1. Employee ID: A unique identifier for each employee.
2. Name: First name and last name of the employee.
3. Gender: Male, female, non-binary, etc.
4. Date of Birth: Birthdate of the employee.
5. Email Address: Contact email of the employee.
6. Phone Number: Contact number of the employee.
7. Address: Home or work address of the employee.
8. Department: The department the employee belongs to (e.g., HR, Marketing, Engineering, etc.).
9. Job Title: The specific job title of the employee.
10. Manager ID: ID of the employee's manager.
11. Hire Date: Date when the employee was hired.
12. Salary: Employee's salary or compensation.
13. Employment Status: Full-time, part-time, contractor, etc.
14. Employee Type: Regular, temporary, contract, etc.
15. Education Level: Highest level of education attained by the employee.
16. Certifications: Any relevant certifications the employee holds.
17. Skills: Specific skills or expertise possessed by the employee.
18. Performance Ratings: Ratings or evaluations of employee performance.
19. Work Experience: Previous work experience of the employee.
20. Benefits Enrollment: Information on benefits chosen by the employee (e.g., healthcare plan, retirement plan, etc.).
21. Work Location: Physical location where the employee works.
22. Work Hours: Regular working hours or shifts of the employee.
23. Employee Status: Active, on leave, terminated, etc.
24. Emergency Contact: Contact information of the employee's emergency contact person.
25. Employee Satisfaction Survey Responses: Data from employee satisfaction surveys, if applicable.

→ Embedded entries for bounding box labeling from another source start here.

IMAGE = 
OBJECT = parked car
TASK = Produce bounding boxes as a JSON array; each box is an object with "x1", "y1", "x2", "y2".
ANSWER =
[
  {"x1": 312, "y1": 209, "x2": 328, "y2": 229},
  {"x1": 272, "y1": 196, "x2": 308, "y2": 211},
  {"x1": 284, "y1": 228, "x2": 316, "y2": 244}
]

### Step 1: Install Neccessary Libraries

In [None]:
!pip install Faker
!pip install psycopg2

The libraries `Faker` and `psycopg2` are used in this code to facilitate the generation of fake employee data and the interaction with a Postgresql database. Here's why these libraries are used.

**Faker Library:**

* The Faker library is used to generate realistic and random fake data for attributes like names, email addresses, addresses, and more. It makes it easy to create synthetic data that closely resembles real data, which is important for testing and simulating real-world scenarios.

* Without `Faker`, you would need to write custom code to generate fake data for each attribute, which can be time-consuming and may not produce as realistic results.

**psycopg2:**

* `psycopg2` library is used to connect to and interact with a postgres database. It provides functions and classes that simplify database operations, including connecting to the database, executing SQL queries, and committing changes.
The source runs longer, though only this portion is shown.